Sunday, January 02, 2005

Chef Chan's

We finally rolled up at Chef Chan's at Odeon Tower after a cold grey drizzly day. It looked like a designer chinese temple: black walls, subdued lighting, chinese lanterns, carved enamel wood-panelling, antiques on ancient altar tables, Qin calligraphy...erm...and a flashing Christmas tree...

Formerly from Hai Tien Lo, Chef Chan is apparently known for 3 dishes (ok, so it doesn't translate well from chinese): roast chicken, sauteed black pepper beef and shark's fin soup. I was skeptical about the roast chicken. Ever since I'd come off strict vegetarianism (along with staunch Buddhism), my stomach has been very sensitive to meat and in particular, shuts down without delay once it catches a whiff of foul defrosted fowl. The nakedness of a roast chicken means that it doesn't have even a sauce to hide behind if it is blemished in any way. But this particular one was a beauty. The crisp red-brown skin and the tender tasty white flesh came as a surprise. (My stomach was already preparing to take its leave.) Ate about half the dish.

Why did God give animals for food only after the Flood?
In the beginning,
God said to man:"I give you every seed-bearing plant on the face of the whole earth and every tree that has fruit with seed in it. They will be yours for food."(Genesis 1:29). And to all the beasts of the earth and all the birds of the air and all the creatures that move on the ground-everything that has the breath of life in it, God gave "every green plant for food."(Genesis 1:30).

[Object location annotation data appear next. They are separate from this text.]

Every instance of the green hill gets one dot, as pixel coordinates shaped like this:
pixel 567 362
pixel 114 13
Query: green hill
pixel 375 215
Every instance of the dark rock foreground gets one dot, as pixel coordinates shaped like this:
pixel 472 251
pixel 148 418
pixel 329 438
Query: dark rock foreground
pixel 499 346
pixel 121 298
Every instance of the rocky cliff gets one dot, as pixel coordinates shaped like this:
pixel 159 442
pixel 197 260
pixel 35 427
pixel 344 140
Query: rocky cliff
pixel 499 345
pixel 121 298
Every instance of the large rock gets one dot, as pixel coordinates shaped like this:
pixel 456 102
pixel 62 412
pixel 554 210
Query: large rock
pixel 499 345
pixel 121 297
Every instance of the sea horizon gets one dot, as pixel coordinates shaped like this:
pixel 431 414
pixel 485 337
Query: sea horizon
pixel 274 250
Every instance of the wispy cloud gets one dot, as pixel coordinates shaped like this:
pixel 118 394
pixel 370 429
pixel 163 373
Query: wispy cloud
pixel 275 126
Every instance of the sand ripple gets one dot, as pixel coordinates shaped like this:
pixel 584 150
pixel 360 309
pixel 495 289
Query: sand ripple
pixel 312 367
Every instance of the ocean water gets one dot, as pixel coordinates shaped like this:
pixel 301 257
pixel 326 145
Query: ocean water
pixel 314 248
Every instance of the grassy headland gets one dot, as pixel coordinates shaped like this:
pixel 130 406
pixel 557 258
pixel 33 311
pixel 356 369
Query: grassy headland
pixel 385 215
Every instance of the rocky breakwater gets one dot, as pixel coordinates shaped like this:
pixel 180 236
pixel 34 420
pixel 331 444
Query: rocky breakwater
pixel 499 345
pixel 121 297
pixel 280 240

So they were all herbivores then.

Then, after the Fall and after the Tower of Babel and after the Flood, God said to Noah and family (the only humans left),"Everything that lives and moves will be food for you. Just as I gave you the green plants, I now give you everything." (Genesis 9:3).

And they became omnivores.

Curious.

Are we to rule over the animals by eating them? Then the Chinese must surely be the best at fulfilling that creational role!